Род человеческий. Солидарность с нечеловеческим народом
Шрифт:
И не дай бог я назову их «мы» из вежливой академичности. Что я делаю, говоря так, будто мы все принадлежим друг другу, независимо от культурных различий? Что я делаю, распространяя эту принадлежность на нелюдей, как какой-то хиппи, который никогда не слышал, что таким образом он апроприирует Другого? Как один респондент съехидничал несколько лет назад: «Кто такие „мы“ в прозе Мортона?»
Если грамматика противостоит языковому выражению экологических сущностей на таком базовом уровне, на что здесь можно надеяться?
Я не могу назвать экологическое подлежащее, но это именно то, что от меня требуется. Я не могу назвать его, потому что язык и, в частности, грамматика – это застывшие человеческие мысли: мысли, например, о людях и нелюдях. Я не могу сказать «оно», в отличие от «он» или «она», как я только что пояснял. Я не могу сказать «мы». Я не могу сказать «они».
Конечно, в некотором смысле я могу говорить о формах жизни, если я проигнорирую самый интересный вопрос, а именно: как мне сосуществовать с ними? До какой степени? Каким способом или способами? Например, я могу заниматься биологией. Но если я биолог, я основываю свои исследования на существующих допущениях относительно того, что считается живым. И имплицитно, в качестве возможного условия для науки как таковой, я говорю в ключе «оно» и «они», а не в ключе «мы». Итак, я не устранил проблему.
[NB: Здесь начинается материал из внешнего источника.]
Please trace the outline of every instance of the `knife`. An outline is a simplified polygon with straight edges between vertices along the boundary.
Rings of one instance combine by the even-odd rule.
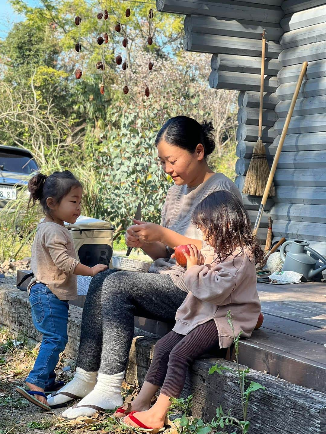
[[[135,216],[135,219],[136,220],[141,220],[142,219],[142,205],[140,202],[138,204],[138,206],[137,207],[137,210],[136,211],[136,215]],[[130,252],[133,250],[132,247],[128,247],[127,249],[127,256],[129,256],[130,254]]]

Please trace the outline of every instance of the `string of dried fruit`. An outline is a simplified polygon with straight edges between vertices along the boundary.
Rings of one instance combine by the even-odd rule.
[[[149,11],[148,11],[148,21],[149,23],[149,36],[147,38],[147,43],[149,45],[152,45],[153,43],[153,39],[152,37],[152,32],[153,30],[153,19],[154,18],[154,12],[152,8],[151,8]],[[148,71],[147,73],[147,77],[149,77],[149,74],[150,73],[150,72],[153,69],[153,64],[151,62],[150,62],[148,64]],[[150,88],[147,85],[145,89],[145,95],[147,97],[147,98],[150,96]]]
[[[79,15],[77,15],[75,17],[75,24],[76,26],[79,26],[81,22],[81,19]],[[80,30],[78,29],[78,41],[80,41]],[[80,53],[81,51],[81,44],[80,42],[77,42],[75,44],[75,50],[77,53]],[[79,80],[81,78],[83,75],[83,72],[80,68],[77,68],[75,71],[75,76]]]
Прямо сейчас, в моей академической области мне нельзя любить песню «Мы все земные обитатели», ту, что поют Маппеты, не говоря уже о том, чтобы исполнять ее как гимн биосфере. Я должен осудить ее как глубоко белую и западную и как апроприирующую коренные культуры и безрассудно игнорирующую расовые и гендерные различия. Я пытаюсь сделать академическое поле безопасным пространством, в котором можно любить песню «Мы все земные обитатели». Это сводится к тому, чтобы серьезно задуматься о том, кто же такие «мы».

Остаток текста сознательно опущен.